Lower voltage parameters result in higher antibody titers to NP protein in guinea pigs. Guinea pig skin was injected intradermally with 100 µg of DNA plasmid-expressing NP and either left untreated (ID only) or immediately pulsed with the SEP device at a voltage setting of 50 or 10 V. Animals were immunized at day 0 and day 21. Blood was harvested weekly and analyzed for the presence of binding antibodies against NP by ELISA. Data shown here is from day 49. ELISA, enzyme-linked immunosorbent assay; ID, intradermal; SEP, surface electroporation.

Figure 3

A range of voltage parameters results in successful delivery of tagged siRNA to guinea pig skin using the SEP device. Guinea pig skin was injected intradermally with 100 µg of siRNA-tagged with Alexa 488 and either left untreated or immediately pulsed with the SEP device at a voltage setting of 200, 100, 50 or 10 V for three pulses. Skin biopsies were harvested 48 hours later and observed by fluorescent microscopy for determination of positive signal. Bar is included for approximation of biopsy size. SEP, surface electroporation; siRNA, small interfering RNA.

Figure 4

Dermal electroporation results in robust siRNA-Cy3 signal present 48 hours post-treatment. Guinea pig skin was injected intradermally with 100 µg of siRNA-tagged with Cy3 and either left untreated or immediately pulsed with the SEP device at 10 V for three pulses. Skin biopsies were harvested 48 hours later, fixed in formalin, sectioned, and DAPI stained. Slide sections were observed by fluorescent microscopy for determination of positive signal. DAPI, 4′,6-diamidino-2-phenylindole; SEP, surface electroporation; siRNA, small interfering RNA.

Figure 5

Dermal electroporation results in siRNA-Cy3 signal with confirmation by siRNA-specific FISH, and GFP expression colocalized to the stratum corneum and epithelial cells. (a) Guinea pig skin was injected intradermally with 100 µg of siRNA-tagged with Cy3 and immediately pulsed with the dermal EP device at 10 V for three pulses. Skin biopsies were harvested 48 hours later, fixed in formalin, DAPI stained, and sectioned. Slide sections were observed by fluorescent microscopy for determination of positive signal. (b) The localization of siRNA was additionally detected by fluroescein-tagged fluorescent in situ hybridization (FISH) to the antisense strand of the Cy3-tagged siRNA in guinea pig skin sections serial to those displayed in part A of this figure. (c) Guinea pig skin was injected intradermally with a mix of 100 µg of siRNA-tagged with Cy3 and 100 µg DNA plasmid-expressing GFP and immediately pulsed with the dermal EP device at 10 V for three pulses. Skin biopsies were harvested 48 hours later, fixed in formalin, sectioned, and DAPI stained. Slide sections were observed by fluorescent microscopy for determination of positive signal.
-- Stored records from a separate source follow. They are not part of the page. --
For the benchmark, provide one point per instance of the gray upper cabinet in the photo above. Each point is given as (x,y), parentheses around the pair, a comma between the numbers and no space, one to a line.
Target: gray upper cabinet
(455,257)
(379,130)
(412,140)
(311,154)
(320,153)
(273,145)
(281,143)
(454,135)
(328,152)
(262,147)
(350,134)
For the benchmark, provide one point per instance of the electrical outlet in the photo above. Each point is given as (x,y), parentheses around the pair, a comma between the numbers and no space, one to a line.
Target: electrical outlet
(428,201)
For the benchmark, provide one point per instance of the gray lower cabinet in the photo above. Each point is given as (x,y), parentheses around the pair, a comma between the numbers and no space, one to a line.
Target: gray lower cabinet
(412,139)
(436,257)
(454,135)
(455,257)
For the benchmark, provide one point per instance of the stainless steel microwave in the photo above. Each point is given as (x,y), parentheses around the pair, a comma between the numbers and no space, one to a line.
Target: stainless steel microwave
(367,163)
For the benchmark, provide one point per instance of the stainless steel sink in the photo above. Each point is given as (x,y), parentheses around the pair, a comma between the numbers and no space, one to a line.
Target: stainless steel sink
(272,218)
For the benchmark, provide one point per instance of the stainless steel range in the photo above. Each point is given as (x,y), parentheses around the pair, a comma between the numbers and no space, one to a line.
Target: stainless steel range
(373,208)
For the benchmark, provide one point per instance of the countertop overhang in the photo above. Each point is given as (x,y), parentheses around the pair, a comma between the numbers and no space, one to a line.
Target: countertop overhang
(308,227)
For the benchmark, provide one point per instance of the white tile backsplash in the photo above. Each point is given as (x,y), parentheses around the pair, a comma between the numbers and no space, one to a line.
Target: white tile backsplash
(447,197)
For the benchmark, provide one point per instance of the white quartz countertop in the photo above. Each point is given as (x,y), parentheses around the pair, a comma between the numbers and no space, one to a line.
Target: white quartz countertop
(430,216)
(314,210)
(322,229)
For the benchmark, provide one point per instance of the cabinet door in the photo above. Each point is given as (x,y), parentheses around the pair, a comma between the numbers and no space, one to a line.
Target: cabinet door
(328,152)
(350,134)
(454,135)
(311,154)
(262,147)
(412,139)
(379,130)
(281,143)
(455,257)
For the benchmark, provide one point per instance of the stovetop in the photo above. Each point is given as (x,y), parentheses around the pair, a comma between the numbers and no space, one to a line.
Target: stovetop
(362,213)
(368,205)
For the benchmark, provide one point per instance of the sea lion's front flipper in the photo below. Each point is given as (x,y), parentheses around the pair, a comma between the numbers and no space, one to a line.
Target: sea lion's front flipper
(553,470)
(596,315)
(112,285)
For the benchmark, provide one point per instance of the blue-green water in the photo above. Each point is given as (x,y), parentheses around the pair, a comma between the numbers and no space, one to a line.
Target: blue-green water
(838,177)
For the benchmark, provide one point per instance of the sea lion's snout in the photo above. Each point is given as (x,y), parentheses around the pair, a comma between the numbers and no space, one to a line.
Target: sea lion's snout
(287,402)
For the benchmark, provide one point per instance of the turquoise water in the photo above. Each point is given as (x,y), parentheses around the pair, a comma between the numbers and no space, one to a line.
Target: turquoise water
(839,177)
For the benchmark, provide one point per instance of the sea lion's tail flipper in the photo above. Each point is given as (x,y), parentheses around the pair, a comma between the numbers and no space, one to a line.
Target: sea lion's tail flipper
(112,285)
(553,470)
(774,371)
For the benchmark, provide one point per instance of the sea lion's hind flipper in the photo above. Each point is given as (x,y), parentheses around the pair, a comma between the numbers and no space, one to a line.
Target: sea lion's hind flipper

DAPI, 4′,6-diamidino-2-phenylindole; GFP, green fluorescent protein; siRNA, small interfering RNA.

Figure 6

Delivery of siRNA by the SEP device results in targeted gene knockdown of reporter gene in dermal tissue. Guinea pig skin was injected intradermally with 25 µg of DNA plasmid-expressing GFP (pgWIZ-GFP) left untreated, 25 µg of DNA plasmid-expressing GFP and immediately pulsed with the SEP device or plasmid mixed with either siRNA-GFP or siRNA-Luc (20 µg) and immediately pulsed with the SEP device. (a) Skin biopsies were harvested 24 hours later and observed under bright light for determination of treatment site location or fluorescent microscopy for determination of GFP positive signal. (b) GFP pixel density was determined using pixel counting software as described (see Materials and Methods). GFP, green fluorescent protein; luc, luciferase; SEP, surface electroporation; siRNA, small interfering RNA.